Aku mengeluarkan dua kunci dari kantong dalam tasku.

Aku tidak memakainya, karena rolling door-nya sudah terbuka.

Tapi aku mengeluarkannya dan memegangnya di tangan sepanjang lima langkah terakhir, dan aku tidak akan pernah menjelaskan kepada siapa pun kenapa.


Fahri ada di dalam.

Dia mengangkat kepala, melihatku, dan berdiri terlalu cepat.

“Mbak!”

“Fahri.”

“Saya—” Dia melihat jam dinding. “Saya mau pulang, Mbak.”

“Ini jam enam kurang.”

“Iya, Mbak.”

“Kamu pulang jam tujuh.”

“Iya, Mbak.” Dia sudah mengambil tasnya. “Tapi hari ini saya pulang jam enam kurang.”

Aku memandangnya.

“Fahri.”

“Iya, Mbak.”

“Kamu tahu sesuatu.”

“Nggak, Mbak.”

“Fahri.”

Dia berhenti di ambang pintu.

“Mbak,” katanya. “Mas Arsa hari ini nyapu lantai atas empat kali.”

Dan dia pergi.


Arsa duduk di lantai bengkel, bersandar ke kaki meja kerja, di sebelah C70 yang berdiri di atas karpet.

Bukan di lantai atas.

Di lantai bawah, di tempat dia selalu duduk, dengan satu gelas kopi.

“Kamu bawa map,” katanya.

“Iya.”

“Senin sore.”

“Iya.”

Dia menepuk lantai di sebelahnya.

Aku duduk.


“Mas Arsa.”

“Hm.”

“Kontraknya.”

Dia mengeluarkannya dari saku belakang.

Tujuh halaman. Dilipat dua kali seperti struk. Kertasnya sudah berubah warna di lipatannya, dan di sudut kanan bawah halaman satu ada bekas jempol hitam yang sudah ada sejak bulan Agustus tahun lalu dan yang tidak pernah hilang.

Dia menyerahkannya kepadaku.

Aku membukanya di lantai. Aku meratakannya dengan telapak tangan, dua kali, dengan cara yang sudah kupelajari darinya.

Halaman tujuh.

Pasal 6, dengan satu kalimat yang kucoret bulan Januari dan kuberi paraf.

Dan di bawahnya, tulisan tangan kecil dan tegak, tertanggal 23 Juli: Pintunya tetap ada. Tapi nggak dijaga lagi.
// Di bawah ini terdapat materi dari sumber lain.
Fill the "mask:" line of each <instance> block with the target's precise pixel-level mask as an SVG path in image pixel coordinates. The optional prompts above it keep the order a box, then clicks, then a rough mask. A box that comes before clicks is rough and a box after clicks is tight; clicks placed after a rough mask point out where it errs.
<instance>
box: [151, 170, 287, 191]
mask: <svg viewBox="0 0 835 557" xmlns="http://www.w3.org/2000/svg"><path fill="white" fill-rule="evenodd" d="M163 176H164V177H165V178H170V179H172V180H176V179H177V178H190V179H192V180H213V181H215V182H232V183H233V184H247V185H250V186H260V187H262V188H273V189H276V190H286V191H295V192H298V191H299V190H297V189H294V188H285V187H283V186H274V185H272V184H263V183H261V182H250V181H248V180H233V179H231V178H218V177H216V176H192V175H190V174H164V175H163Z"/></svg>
Dua tanda tangan.

Dan di bawahnya lagi:

PASAL 7 —

untuk klausul tambahan yang belum terpikirkan.


“Mas Arsa.”

“Hm.”

“Pulpennya.”

Dia mengerutkan kening.

“Kamu selalu bawa pulpen.”

“Saya mau pulpen Mas.”

“Punya saya bocor.”

“Saya tahu,” kataku. “Itu sebabnya.”

Dia memandangku selama beberapa detik.

Lalu dia mengeluarkannya dari saku dada wearpack — pulpen yang sama, atau pulpen yang lain, aku tidak pernah bertanya dan tidak akan pernah bertanya — dan menyerahkannya kepadaku.


Aku menulis di lantai bengkel, di halaman tujuh, di bawah blok kosong yang sudah menunggu selama satu tahun tujuh hari.

PASAL 7 — MASA BERLAKU

7.1 Perjanjian ini berlaku sejak tanggal 26 Agustus dan tidak mempunyai tanggal berakhir.
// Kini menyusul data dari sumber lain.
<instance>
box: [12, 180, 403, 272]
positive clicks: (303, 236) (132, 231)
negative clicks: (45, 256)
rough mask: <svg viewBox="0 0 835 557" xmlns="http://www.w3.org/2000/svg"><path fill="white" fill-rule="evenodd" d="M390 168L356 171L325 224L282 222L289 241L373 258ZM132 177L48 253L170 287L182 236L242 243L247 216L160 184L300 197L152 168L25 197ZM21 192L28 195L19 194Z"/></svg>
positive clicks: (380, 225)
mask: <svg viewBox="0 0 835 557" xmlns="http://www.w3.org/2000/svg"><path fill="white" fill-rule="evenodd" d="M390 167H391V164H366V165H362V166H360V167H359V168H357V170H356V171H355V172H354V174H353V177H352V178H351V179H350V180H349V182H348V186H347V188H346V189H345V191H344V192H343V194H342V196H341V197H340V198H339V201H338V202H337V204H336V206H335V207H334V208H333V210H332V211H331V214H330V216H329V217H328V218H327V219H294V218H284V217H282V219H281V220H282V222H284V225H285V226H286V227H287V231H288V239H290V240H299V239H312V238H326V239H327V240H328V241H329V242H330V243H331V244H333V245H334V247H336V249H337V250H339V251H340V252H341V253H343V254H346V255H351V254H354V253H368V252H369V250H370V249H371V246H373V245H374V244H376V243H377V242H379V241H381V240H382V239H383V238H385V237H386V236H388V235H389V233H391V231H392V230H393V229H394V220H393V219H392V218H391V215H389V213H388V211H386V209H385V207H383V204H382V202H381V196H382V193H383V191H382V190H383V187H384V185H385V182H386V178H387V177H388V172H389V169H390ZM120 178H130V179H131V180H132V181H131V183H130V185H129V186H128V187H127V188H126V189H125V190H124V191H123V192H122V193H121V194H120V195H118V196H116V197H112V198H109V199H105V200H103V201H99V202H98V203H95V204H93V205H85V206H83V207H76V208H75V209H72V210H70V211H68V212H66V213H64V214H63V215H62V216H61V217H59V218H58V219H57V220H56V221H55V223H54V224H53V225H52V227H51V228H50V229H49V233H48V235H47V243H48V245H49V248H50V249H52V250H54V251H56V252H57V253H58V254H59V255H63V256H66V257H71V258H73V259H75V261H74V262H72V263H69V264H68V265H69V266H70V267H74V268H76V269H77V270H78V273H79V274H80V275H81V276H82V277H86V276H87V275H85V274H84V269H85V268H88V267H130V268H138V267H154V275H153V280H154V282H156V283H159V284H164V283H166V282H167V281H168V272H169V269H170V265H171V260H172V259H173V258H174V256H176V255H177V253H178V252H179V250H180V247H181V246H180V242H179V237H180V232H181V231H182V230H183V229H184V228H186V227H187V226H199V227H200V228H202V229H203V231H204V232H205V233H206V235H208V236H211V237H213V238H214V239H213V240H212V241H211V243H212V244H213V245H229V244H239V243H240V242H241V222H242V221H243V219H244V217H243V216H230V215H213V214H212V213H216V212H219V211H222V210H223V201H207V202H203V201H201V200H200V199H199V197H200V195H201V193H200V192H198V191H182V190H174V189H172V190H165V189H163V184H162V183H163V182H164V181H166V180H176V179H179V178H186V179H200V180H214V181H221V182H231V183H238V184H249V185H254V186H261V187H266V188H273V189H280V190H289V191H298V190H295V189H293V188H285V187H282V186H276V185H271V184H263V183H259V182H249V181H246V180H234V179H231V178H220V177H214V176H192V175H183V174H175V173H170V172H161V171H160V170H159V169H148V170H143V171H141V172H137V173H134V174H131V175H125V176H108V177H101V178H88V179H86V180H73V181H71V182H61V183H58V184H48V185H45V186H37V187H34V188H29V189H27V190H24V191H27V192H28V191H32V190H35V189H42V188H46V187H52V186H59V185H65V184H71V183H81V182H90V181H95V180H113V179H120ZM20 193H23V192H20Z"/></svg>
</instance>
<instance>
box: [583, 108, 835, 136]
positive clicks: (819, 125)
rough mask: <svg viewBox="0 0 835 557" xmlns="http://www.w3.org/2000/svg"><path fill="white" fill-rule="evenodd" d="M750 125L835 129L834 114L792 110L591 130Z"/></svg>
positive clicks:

7.2 Ketentuan pada angka 7.1 tidak tunduk pada Pasal 6.

7.3 Alasan:

Dan di situ aku berhenti.

Karena kalimat berikutnya, di draf keempat belas yang kutulis di halte bus jam 06.40 di atas map dengan tulisan yang lebih baik, dimulai dengan dua kata yang sudah kupakai lima ratus dua belas kali dalam karierku.

Pihak Pertama.

Aku menulisnya.

Lalu aku mencoretnya.

Satu garis, seperti bulan Januari, dan aku hampir memberi paraf di sebelahnya, dan aku berhenti dengan ujung pulpen di udara.

Aku tidak memberi paraf.

Untuk pertama kalinya dalam delapan tahun, aku meninggalkan coretan tanpa paraf, dan aku membiarkannya terlihat, karena aku ingin siapa pun yang membaca kertas ini nanti tahu bahwa aku sempat menulis Pihak Pertama dan bahwa aku berhenti.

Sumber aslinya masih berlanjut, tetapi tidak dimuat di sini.